Он бессмысленно уставился на нее. Конечно, он никогда не слыхал, что есть на свете королева Богемии, он был молод, ничего не знал и боялся ошибиться. Сложно его было в этом винить.

Но она не могла просто отойти и сесть. Королевы не ждут в вестибюле, пока для них соизволят найти время. Да, неслучайно коронованные особы не ездили на конгрессы посланников. Но что ей было делать? Ее сын, за курфюршество которого она сражалась, был слишком груб и неопытен, он наверняка бы все испортил. А дипломатов у нее не было.

Она стояла так же неподвижно, как лакей. Шепот за ее спиной набирал силу. Она услышала громкий смех. Только не краснеть, подумала она, только не это. Только не краснеть!

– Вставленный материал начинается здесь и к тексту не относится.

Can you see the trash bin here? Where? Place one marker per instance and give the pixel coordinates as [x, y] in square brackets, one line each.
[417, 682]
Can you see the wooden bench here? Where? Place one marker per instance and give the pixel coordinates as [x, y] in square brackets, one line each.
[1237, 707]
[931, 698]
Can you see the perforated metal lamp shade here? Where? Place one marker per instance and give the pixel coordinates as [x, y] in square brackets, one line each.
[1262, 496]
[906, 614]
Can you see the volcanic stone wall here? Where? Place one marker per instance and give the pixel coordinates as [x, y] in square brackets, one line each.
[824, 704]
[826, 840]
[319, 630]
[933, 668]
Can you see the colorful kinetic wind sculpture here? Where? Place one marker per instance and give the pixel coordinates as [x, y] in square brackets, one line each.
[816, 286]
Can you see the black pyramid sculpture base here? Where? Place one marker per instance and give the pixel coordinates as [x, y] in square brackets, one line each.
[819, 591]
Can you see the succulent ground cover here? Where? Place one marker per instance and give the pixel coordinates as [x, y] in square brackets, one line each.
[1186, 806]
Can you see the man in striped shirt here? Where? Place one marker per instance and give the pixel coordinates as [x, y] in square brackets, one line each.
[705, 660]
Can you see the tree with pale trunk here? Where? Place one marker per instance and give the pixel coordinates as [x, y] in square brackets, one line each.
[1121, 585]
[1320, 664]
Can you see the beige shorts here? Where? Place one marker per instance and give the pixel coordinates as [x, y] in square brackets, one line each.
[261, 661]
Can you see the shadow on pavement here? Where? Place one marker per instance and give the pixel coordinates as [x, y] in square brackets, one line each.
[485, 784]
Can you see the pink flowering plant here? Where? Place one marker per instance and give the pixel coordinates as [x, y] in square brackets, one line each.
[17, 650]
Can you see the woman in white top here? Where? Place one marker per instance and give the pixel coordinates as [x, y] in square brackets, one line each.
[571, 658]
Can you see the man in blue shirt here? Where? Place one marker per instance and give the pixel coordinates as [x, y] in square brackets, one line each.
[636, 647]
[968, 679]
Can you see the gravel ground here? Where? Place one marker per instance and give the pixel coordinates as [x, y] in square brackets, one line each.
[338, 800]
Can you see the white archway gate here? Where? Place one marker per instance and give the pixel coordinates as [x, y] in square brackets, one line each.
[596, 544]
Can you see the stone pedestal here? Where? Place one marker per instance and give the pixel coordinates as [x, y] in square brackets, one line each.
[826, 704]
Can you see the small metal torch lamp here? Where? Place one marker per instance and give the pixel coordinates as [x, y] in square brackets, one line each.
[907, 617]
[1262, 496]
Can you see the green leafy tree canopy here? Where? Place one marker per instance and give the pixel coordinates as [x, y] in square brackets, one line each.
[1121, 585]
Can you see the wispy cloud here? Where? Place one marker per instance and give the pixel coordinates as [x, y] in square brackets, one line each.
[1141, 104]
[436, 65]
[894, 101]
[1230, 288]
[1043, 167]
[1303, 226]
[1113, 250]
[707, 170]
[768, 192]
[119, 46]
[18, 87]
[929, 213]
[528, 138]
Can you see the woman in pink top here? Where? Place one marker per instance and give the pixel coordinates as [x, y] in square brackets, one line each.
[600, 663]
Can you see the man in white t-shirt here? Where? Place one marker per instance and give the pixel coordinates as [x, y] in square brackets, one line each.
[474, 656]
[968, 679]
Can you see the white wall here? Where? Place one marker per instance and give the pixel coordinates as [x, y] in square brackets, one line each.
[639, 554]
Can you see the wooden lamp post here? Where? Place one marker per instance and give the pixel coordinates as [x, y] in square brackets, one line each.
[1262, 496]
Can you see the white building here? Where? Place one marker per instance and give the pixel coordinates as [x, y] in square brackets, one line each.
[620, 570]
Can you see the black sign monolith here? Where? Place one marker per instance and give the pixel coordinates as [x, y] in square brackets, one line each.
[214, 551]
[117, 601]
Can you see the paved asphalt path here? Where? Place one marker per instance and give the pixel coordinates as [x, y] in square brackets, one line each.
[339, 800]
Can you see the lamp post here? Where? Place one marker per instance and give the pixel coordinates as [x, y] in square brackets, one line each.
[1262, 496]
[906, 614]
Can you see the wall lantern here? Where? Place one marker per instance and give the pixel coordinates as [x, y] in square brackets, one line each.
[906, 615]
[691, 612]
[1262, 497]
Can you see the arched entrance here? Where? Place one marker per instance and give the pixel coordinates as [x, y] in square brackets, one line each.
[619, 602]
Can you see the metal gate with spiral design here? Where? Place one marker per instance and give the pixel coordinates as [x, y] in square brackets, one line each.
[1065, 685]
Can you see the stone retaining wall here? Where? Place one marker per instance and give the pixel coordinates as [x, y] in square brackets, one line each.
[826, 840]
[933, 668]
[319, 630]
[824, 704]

Она возблагодарила Господа от всего сердца, когда кто-то открыл дверь изнутри. В щель просунулась голова. Один глаз выше другого, нос кривой, губы полные, но не желают смыкаться до конца, жиденькая бородка свисает прядями.

— Ваше величество, — сказало странное лицо.

Лиз вошла, и криволицый быстро закрыл дверь, будто боялся, что вслед за ней пролезет еще кто-нибудь.

— Альвизе Контарини к вашим услугам, — сказал он по-французски. — Посланник Венецианской республики. Я здесь в качестве посредника. Следуйте за мной.

Он провел ее по узкому коридору. Здесь стены тоже были голыми, но ковер изысканнейшим и — Лиз сразу это увидела, она ведь выбирала обстановку для двух замков — невероятно дорогим.

— К сведению вашего величества, — сказал Контарини. — Величайшая сложность продолжает заключаться в требовании Франции, чтобы императорская ветвь рода Габсбургов перестала поддерживать испанскую ветвь. Швецию не интересовал бы этот вопрос, если бы не полученные ею от Франции крупные субсидии, которые вынуждают ее поддерживать это требование. Император все еще категорически против. Пока этот вопрос не решен, одна из трех корон всегда оказывается несогласной на подписание договора.